Mindy asked what Tom meant.
“Honey, a full pack and weapons meant he was carrying around 70 to 80 pounds of equipment, including water and ammo. A Mark 19 weighs over 70 pounds, and a drum of ammo weighs another 40 pounds,” Tom explained.
“The Mark 19 is an automatic grenade launcher, and is designed as a two- or three-man weapon,” Tom added, “which means he dragged himself and nearly 200 pounds of equipment nearly a mile on a shattered knee, while also suffering from a severe brain concussion.”
Tom just shook his head.
Mindy held my hand even tighter.
“No one was paying any attention to the back of the qualat, which was mostly collapsed. I managed to set up the Mark 19, then opened fire.
“There wasn’t much left of the front of the qualat either, after I finished,” I added, “but soon the remainder of the Taliban began returning fire.
“I was hit twice, and had to withdraw, but the Mark 19 was out of ammo so I just left it.
“For the next 30 minutes we exchanged fire. The remnants of the Taliban force had nearly surrounded me, when my men launched an attack from the wadi.
“A few minutes later, Captain Ross and the remainder of the company showed up as well.”
“But eight of my men were dead, and 25 others wounded. I killed them,” I said, “I killed them.”
“Alan, this was not your fault. If it was anyone’s fault, it was the pilot’s fault,” Tom angrily declared. “Why are you blaming yourself?”
“I always carried my own GPS to make sure we are where we are supposed to be,” I said, “but when I grabbed the Mark 19, I left it behind. It was only a couple of pounds, but I left it behind!
“I wanted to be a fucking hero!” I screamed.
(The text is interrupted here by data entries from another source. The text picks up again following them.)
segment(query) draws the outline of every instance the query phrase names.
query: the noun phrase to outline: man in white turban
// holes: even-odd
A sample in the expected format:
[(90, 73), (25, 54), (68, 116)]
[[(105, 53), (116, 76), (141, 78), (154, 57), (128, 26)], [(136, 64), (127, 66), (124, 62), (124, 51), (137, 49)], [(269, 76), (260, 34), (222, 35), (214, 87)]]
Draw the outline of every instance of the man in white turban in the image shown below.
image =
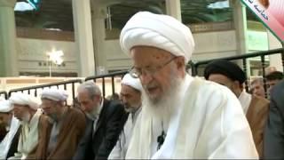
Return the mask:
[(45, 142), (40, 145), (43, 159), (72, 159), (81, 138), (86, 120), (83, 113), (67, 106), (68, 94), (64, 90), (44, 89), (42, 108), (50, 118)]
[(6, 159), (7, 157), (13, 156), (17, 151), (20, 135), (20, 122), (13, 116), (12, 109), (13, 106), (11, 105), (9, 100), (4, 100), (0, 101), (0, 121), (2, 121), (5, 131), (7, 132), (0, 143), (0, 159)]
[(126, 74), (122, 80), (121, 100), (125, 110), (129, 113), (123, 131), (115, 147), (108, 156), (108, 159), (125, 159), (126, 151), (132, 135), (132, 130), (136, 120), (141, 111), (142, 85), (138, 78), (133, 78)]
[(258, 157), (236, 96), (185, 72), (194, 48), (188, 27), (168, 15), (138, 12), (120, 43), (144, 88), (126, 158)]
[(9, 100), (0, 101), (0, 141), (5, 137), (9, 132), (12, 113), (12, 108)]
[(39, 128), (47, 122), (38, 109), (39, 103), (35, 97), (20, 92), (12, 94), (9, 100), (13, 105), (15, 117), (21, 123), (18, 151), (9, 159), (36, 159), (38, 144), (43, 139)]

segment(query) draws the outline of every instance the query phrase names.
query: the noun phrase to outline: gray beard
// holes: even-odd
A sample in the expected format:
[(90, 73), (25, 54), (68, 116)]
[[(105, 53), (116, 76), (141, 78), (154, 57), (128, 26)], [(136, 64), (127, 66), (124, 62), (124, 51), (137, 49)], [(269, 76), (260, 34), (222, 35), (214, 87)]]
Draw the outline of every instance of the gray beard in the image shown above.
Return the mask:
[(159, 100), (150, 99), (143, 90), (142, 106), (145, 108), (145, 112), (158, 121), (162, 121), (167, 126), (182, 101), (183, 95), (180, 93), (182, 84), (182, 78), (174, 76), (171, 79), (170, 88), (163, 92)]
[(86, 116), (91, 119), (91, 120), (95, 120), (97, 119), (98, 117), (98, 115), (99, 115), (99, 108), (100, 106), (100, 103), (97, 103), (96, 104), (96, 107), (91, 111), (91, 112), (85, 112)]

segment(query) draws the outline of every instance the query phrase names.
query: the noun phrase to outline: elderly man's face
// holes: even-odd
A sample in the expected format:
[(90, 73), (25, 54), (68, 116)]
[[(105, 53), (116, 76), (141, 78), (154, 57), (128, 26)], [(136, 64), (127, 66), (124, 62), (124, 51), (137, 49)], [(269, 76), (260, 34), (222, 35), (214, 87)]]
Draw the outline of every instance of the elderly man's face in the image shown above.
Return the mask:
[(57, 101), (42, 99), (42, 108), (44, 110), (44, 113), (49, 116), (53, 116), (59, 112), (59, 106)]
[(147, 96), (158, 102), (165, 92), (170, 92), (171, 79), (178, 76), (178, 59), (169, 52), (147, 46), (133, 47), (130, 53), (134, 68), (142, 73), (139, 78)]
[(134, 112), (141, 106), (141, 92), (129, 85), (122, 84), (121, 99), (127, 112)]
[(265, 91), (264, 91), (264, 85), (261, 83), (256, 82), (253, 84), (251, 85), (251, 89), (252, 89), (252, 93), (254, 95), (264, 97), (264, 98), (265, 97)]
[(5, 126), (10, 125), (12, 117), (12, 114), (10, 112), (9, 113), (0, 112), (0, 124), (2, 123)]
[(79, 91), (77, 98), (81, 105), (82, 110), (87, 113), (92, 112), (95, 109), (95, 108), (99, 107), (99, 97), (98, 96), (91, 97), (87, 90)]
[(29, 107), (28, 105), (14, 104), (14, 116), (20, 121), (28, 122), (30, 119)]

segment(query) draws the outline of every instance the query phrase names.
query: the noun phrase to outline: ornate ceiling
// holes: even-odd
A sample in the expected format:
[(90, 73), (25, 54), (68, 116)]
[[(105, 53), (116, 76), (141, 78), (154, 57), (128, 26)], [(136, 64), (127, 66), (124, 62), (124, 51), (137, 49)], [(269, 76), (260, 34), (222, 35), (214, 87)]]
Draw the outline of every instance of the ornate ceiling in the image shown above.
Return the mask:
[[(165, 12), (164, 0), (92, 0), (109, 6), (113, 28), (121, 28), (138, 11)], [(210, 9), (209, 5), (225, 0), (181, 0), (182, 19), (185, 24), (232, 20), (232, 8)], [(18, 0), (26, 2), (26, 0)], [(255, 19), (248, 12), (248, 19)], [(38, 11), (15, 12), (18, 27), (59, 28), (73, 31), (72, 0), (41, 0)]]

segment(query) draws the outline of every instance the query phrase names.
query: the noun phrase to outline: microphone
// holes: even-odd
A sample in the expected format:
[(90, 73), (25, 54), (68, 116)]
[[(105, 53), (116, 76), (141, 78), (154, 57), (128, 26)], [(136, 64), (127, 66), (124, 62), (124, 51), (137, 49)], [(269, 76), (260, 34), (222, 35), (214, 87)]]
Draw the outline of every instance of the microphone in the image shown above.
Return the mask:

“Like Arnold “Fucking” Schwarzenegger in some of his movies. I wanted to stand up firing an enormous fucking weapon and blow people away.
“If I had left the Mark 19, and kept my GPS I would have known we were at the wrong coordinates and could have canceled the jump.
“My pride and arrogance are responsible for eight good men being killed,” I declared.
While I had been talking, Tom had asked a number of questions, and Jennifer had as well, but Mindy had only spoken once or twice.
Now Mindy dropped my hand and stood up beside me, then began speaking what I thought was a non-sequitur.
“A couple of weeks ago I told you about my silly, school-girl fantasy about how you were supposed to be my knight in shining armor, riding a white horse and would come in and scoop me up and we would live happily ever after,” Mindy said. “It wasn’t until the day we met I realized how silly my fantasy was, because of the pain I knew you had gone through.”
“Alan, look at me,” Mindy asked.
I couldn’t.
“Alan, LOOK at me,” Mindy said again, but in a very different tone of voice.
I gradually looked up until we were staring at each other.
Her eyes were puffy, where she had been crying, but I could see both love and pain in her eyes.
I never saw it coming.
Mindy, who is left-handed, put every ounce of her anger-driven 95-pounds into a slap that nearly knocked me off my chair.
Both Tom and Jennifer cried out, “Mindy!” I don’t know if they thought I would retaliate or what, but you could hear the fear in their voices.
And they were probably quite right to have those fears. Tom, as a former Marine officer probably knew best what kind of training I had gone through in the Marine Corps, and what I was capable of doing. I am sure Jennifer, as an officer’s wife, also knew something about that as well.
I think they both knew if I had wanted to, I could have broken Mindy as easily as I could have broken a twig. And even though both Tom and Jennifer were only a couple of feet away from me, neither could have reacted quickly enough to stop it.
They had no reason for their fears though.
I knew I could no more have raised my hand to Mindy than ... well I don’t know what to compare it to. Perhaps I could no more have taken my hand to Mindy than I could stop the tides, or command the sun and the moon. Mindy could have done anything to me, and I would not have responded with violence.
I might have been hit harder in a couple of bar-room fights when I was younger, but I am not sure. It felt like a mule had kicked me.
“But at least I had the excuse that I was a silly school-girl,” Mindy declared.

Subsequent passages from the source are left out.